Two boys have been denied an opportunity to try out for the Bowie Senior High School girls volleyball team, apparently making reverse sexual discrimination an issue in Maryland school athletics for the first time, according to state school officials.

The boys, Scott Montgomery, 16, a junior, and David Fuhrman, 15, a sophomore, decided to try out for the team because none of the schools in the county has a boys volleyball program.

The boys were told they could not try out for the girls team because of a state school board bylaw that went into effect July 1, 1977.
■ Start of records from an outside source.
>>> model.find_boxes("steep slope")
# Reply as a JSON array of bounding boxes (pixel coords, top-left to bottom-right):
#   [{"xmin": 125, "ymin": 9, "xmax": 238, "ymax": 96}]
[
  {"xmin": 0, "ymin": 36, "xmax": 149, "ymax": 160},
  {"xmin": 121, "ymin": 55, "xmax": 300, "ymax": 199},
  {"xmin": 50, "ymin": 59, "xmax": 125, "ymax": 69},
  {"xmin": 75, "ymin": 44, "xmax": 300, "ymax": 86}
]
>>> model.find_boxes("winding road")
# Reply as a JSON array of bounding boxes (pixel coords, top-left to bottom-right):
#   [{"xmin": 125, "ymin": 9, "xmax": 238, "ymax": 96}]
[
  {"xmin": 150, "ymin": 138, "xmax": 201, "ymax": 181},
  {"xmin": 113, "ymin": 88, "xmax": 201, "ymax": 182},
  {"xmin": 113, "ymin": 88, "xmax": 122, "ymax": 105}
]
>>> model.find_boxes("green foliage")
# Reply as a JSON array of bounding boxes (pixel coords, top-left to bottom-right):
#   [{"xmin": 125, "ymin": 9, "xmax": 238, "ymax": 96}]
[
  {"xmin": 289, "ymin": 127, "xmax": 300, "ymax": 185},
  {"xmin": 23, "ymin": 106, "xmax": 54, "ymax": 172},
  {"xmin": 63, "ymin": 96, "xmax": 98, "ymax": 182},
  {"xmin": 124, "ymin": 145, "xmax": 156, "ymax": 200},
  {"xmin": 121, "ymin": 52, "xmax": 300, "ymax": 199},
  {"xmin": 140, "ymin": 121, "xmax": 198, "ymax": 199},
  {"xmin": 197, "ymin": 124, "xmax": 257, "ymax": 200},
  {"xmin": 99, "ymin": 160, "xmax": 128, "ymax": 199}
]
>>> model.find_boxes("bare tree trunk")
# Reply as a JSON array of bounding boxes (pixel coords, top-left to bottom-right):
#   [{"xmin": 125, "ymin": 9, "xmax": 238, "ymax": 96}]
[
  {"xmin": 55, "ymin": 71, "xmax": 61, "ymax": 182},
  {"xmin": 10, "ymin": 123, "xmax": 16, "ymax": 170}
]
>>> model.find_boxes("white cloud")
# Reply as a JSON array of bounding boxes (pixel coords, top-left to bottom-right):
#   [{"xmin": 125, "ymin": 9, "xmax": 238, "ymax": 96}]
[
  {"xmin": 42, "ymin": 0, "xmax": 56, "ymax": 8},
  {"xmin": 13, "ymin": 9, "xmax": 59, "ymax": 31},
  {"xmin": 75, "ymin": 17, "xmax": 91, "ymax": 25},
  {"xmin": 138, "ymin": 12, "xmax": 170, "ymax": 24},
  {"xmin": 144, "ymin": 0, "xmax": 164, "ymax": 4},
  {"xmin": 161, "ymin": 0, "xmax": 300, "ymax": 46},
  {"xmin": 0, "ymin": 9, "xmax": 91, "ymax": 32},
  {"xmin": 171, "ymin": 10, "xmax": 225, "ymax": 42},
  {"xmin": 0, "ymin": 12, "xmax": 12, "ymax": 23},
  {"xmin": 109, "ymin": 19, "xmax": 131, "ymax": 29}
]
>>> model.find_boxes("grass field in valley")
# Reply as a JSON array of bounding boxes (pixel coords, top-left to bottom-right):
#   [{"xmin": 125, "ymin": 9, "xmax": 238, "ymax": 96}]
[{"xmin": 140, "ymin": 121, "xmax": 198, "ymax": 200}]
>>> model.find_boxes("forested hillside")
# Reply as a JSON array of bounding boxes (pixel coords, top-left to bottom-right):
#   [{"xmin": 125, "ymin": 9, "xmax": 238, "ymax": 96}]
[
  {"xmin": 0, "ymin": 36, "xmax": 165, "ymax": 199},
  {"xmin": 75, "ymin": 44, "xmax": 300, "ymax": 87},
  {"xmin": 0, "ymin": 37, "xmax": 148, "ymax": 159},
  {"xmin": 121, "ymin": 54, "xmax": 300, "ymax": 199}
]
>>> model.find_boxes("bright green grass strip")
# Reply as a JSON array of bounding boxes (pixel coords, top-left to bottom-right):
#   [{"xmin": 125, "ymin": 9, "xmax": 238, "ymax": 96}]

The effect of that bylaw is to exclude boys from girls' sports programs and, according to state school spokesman Gus Crenson, the bylaw was written as "a corrective action . . . to Title IX." Title IX, part of the Education Act enacted by Congress in 1972, prohibits sex discrimination in federally aided education programs and activities. If affects virtually all high school and college athletic programs.

When told that state rules prevented them from trying out for the team, the two boys wrote to State School Superintendent David Hornbeck, asking him to reconsider the state's bylaw. They have not received an answer.

"I think the boys understand the schools' viewpoint," said Cathy Montgomery, Scott's mother. "But they also want very badly to work on their volleyball skills so they can go on and play at a higher level when they're older. That's why they would like to see what the competition is like."

The bylaw reads in part: "No student shall be excluded on the basis of sex from overall equal opportunities to participate in athletic programs.

"Should a school sponsor a team in a particular sport for members of one sex, but sponsor no such team for members of the opposite sex and prior to July 1, 1975, overall opportunity for members of the excluded sex has been limited, the excluded sex must be allowed to try out for the team offered."

"The key phrase is 'prior to July 1, 1975,'" Crenson said. "It means that the bylaw applies only to girls because prior to that time they were the only ones who were not given an equal opportunity to participate in all sports."

Crenson said Hornbeck had supported the bylaw and added, "He has no desire to see boys competing on girls teams." Hornbeck is out of town and could not be reached for comment.

"I think it is worth pursuing with the state board but it isn't something I would take into court," Cathy Montgomery said. "The boys have played on a community team where they have to travel crosstown for half an hour to practice at night. They really love the game. But this might not be the best way."

Wayne Fuhrman, David's father, was more emphatic. "We'd definitely be willing to go into court with this, we'll make as much noise as we have to," he said. "This is a silly policy. Policies like these are made to be changed."